In March 2014, I published Still Ours to Lead: America, Rising Powers and the Tension between Rivalry and Restraint —a book that argues that both American decline and China’s rise (as well as that of other powers) has been substantially exaggerated. I’ve talked about these themes in several American cities, in Canada and in Europe. And while the questions that accompany my presentation vary, there’s one that is always asked: how do the emerging powers react to this argument?

Brazil’s and India’s Reaction

I had a good sense of what the Brazilian and Indian reaction would be. There are many parts of the argument that are deeply sympathetic both to their rise and their position, and as for the places where I’m critical, my friends in both capitals recognize that I’m critical from a position of underlying support. What’s more, there’s no one in either Brasilia or New Delhi that has any genuine pretense to leadership of the international system – and quietly, several of them still look to Washington to lead the international system, albeit taking the emerging powers’ interests increasingly into account. For all the pageantry and rhetoric that surrounds the BRICS and their Summits, the fact is that both Brazil and India recognize that many of their interests lie closer to those of the U.S. than those of China.

China’s Reaction

But what the Chinese reaction would be, I wasn’t sure. Americans spent a lot of time over the past month debating the news that China had overtaken the U.S. when measured by ‘purchasing power parity’. So what would the Chinese make of my argument that the underlying realities are that the U.S. still holds an important lead in the international economy? Given the importance China places on forging “a new kind of great power relations” with Washington, given their increased willingness to put military weight behind their interests in the East and South China Sea, what would they make of an argument that the United States, and its alliance system, still constituted the essential pillar of a stable international system?

I spent the last week in Beijing, finding out.

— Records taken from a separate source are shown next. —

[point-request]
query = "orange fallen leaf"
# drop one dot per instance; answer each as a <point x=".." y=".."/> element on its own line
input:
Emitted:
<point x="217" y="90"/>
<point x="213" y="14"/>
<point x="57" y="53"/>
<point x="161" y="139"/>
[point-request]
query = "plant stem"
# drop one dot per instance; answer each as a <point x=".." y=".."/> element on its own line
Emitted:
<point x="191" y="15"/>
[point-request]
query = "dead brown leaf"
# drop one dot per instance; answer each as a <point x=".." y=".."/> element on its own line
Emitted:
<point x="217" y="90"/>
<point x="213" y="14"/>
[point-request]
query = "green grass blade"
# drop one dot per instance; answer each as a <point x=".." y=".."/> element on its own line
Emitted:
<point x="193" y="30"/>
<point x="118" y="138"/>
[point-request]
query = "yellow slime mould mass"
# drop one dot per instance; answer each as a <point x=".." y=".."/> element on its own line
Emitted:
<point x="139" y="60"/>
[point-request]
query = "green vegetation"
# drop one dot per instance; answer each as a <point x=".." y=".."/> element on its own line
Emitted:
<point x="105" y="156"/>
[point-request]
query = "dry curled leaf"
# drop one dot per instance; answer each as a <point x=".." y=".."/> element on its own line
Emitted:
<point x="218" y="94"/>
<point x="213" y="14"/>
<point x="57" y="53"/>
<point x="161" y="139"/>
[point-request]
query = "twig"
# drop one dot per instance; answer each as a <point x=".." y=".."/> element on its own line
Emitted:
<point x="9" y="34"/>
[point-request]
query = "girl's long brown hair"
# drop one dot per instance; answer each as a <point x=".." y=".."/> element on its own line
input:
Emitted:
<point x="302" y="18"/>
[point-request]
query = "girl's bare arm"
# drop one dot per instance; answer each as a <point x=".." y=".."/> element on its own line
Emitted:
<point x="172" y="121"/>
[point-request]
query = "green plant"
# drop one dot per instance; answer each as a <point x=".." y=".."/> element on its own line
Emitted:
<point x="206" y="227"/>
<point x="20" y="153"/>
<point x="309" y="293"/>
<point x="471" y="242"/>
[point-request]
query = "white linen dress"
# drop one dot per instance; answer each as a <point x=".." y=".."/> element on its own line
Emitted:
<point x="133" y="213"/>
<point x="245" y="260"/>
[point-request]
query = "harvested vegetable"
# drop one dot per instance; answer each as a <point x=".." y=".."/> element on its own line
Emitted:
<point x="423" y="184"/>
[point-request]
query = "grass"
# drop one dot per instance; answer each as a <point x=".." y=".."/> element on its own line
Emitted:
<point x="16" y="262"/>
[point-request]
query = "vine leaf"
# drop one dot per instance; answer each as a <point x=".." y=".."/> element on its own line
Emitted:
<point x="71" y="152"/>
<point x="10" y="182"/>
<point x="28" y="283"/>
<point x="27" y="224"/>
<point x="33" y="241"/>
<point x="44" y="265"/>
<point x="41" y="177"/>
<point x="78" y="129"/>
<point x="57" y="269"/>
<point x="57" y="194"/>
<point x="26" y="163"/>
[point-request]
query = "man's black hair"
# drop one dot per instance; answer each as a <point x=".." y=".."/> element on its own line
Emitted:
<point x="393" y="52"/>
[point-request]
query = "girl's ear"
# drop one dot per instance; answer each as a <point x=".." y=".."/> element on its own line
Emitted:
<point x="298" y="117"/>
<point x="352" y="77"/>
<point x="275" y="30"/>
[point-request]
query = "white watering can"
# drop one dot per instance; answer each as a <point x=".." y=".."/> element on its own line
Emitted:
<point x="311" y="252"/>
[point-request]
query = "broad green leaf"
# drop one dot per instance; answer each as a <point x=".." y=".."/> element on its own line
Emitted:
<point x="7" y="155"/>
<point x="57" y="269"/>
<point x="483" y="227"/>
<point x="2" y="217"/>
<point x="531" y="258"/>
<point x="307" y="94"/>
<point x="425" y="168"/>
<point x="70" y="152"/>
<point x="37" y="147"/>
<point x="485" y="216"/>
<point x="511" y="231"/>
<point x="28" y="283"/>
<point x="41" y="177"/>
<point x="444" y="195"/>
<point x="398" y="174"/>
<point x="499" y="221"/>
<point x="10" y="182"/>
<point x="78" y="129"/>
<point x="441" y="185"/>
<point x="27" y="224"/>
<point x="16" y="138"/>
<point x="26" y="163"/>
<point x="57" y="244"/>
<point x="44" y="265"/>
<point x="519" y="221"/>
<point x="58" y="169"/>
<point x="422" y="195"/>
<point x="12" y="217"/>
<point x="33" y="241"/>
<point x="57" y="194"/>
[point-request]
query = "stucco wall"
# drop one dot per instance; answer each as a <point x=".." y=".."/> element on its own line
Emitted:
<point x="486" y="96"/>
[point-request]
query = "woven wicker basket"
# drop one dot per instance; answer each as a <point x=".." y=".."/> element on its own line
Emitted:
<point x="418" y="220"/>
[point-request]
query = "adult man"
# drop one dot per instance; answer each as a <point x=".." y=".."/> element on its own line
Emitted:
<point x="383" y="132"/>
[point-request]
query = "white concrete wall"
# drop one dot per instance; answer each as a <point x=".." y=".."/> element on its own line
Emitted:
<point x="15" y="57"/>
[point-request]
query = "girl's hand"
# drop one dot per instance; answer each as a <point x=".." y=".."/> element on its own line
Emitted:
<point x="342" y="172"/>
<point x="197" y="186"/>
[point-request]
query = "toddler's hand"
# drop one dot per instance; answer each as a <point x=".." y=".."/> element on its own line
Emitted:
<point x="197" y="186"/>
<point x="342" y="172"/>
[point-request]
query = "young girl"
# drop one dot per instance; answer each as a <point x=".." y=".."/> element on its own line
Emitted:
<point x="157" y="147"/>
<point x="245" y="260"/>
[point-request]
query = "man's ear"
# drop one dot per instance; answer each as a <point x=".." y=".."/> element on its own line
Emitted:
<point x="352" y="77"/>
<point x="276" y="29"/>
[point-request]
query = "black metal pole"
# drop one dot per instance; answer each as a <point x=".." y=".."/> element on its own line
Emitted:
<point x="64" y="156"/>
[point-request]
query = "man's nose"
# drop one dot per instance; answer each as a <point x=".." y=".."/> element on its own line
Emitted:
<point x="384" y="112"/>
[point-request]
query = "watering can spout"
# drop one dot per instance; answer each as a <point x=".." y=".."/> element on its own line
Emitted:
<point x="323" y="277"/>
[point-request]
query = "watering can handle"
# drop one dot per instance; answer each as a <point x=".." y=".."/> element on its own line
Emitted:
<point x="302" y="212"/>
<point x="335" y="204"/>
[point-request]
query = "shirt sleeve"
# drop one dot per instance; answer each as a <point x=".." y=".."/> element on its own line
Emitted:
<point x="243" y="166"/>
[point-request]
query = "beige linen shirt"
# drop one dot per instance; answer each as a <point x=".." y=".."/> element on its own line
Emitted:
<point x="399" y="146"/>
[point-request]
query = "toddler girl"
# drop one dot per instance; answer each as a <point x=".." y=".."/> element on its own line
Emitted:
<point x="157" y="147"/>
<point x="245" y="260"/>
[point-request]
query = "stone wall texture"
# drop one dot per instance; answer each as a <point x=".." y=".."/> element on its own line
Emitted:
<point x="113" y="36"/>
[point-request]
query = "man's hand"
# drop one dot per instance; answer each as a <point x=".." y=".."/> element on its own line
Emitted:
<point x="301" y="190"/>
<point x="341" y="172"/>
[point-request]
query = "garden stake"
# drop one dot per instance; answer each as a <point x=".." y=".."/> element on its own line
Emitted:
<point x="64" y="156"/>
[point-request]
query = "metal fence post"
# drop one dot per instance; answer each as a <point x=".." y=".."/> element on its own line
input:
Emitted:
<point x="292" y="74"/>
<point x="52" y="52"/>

It’s worth highlighting here that life in Beijing these days is far more similar to life in Washington than the mythology suggests—that is to say, there’s deep debate, not monolithic opinion, within China. So there’s no simple way to characterize Chinese opinion on anything, let alone a topic as broad and sensitive as U.S. leadership of the international system.

But if there’s a Friedman-esque short-hand here, it’s this: the more senior the interlocutor in China, the more frank they are in acknowledging that the U.S. still holds a major lead in economic, political and security affairs. In a way, that’s obvious on military issues. What was striking was how widespread this recognition was even in economic affairs.

With both scholars and with officials, I found a consistent recognition that the PPP measure of the Chinese economy is unreliable at best. Taking into account both real GDP, the major lead that the U.S. has in technology and innovation, the still huge gap in per-capita GDP, the Chinese economic and business establishment are perfectly clear-eyed. As one of my most senior interlocutors put it, there’s a “huge gap” between Chinese economic strength and that of America. China has an aspiration, widely shared, to join what they describe as the “50% club”—that is, those states who enjoy a per capita GDP at or just below 50% of that of the United States. China’s economic managers are well aware that the United States is the richest of the large economies (the highest per capita income of countries over 20 million)—a major accomplishment that China aspires, over time, to meet part way. For now, and for at least a couple of decades, China will have to strive hard to reach that 50% goal. And what’s more, China’s current suite of reforms are premised on a recognition that the only pathway to that goal is through deeper integration with the global economy—including cooperation and mutual investment with the United States. China may call for a shift from the dominance of the U.S. dollar, but it has yet to take the tough internal reforms to its currency that would make it able to press a credible case—and even then, it’s not clear that it would have many takers.

Engagement in Iraq?

When it comes to political and security affairs, the issue was dramatized by the deteriorating situation in Iraq. Whatever the debate in Washington is about whether the U.S. should re-engage militarily, there’s exactly no question that China could (or should)—and that’s despite deep oil interests at stake. We can celebrate or bemoan the Administration’s decision to move slowly (or hesitantly or prudently, depending on where you sit) on military support to the Maliki government in confronting the ISIS, but no one serious would even raise the question of what role China should play. Asked the question about whether China is ready to take on greater responsibility on international crisis management, the answer within Beijing is uniform: we have neither the capacity nor the interest to take on shared responsibility, in the near to medium term.

Granted, there’s a certain sense of ‘I can insult my brother, but you’d better not’ here. Better for a Chinese state manager to acknowledge the continuing gap, than for the Americans to insist on it. But the irony is that China’s managers and scholars are more realistic about the continuing gap between China and the United States than many of America’s home-grown declinists. Time for a rethink in the U.S.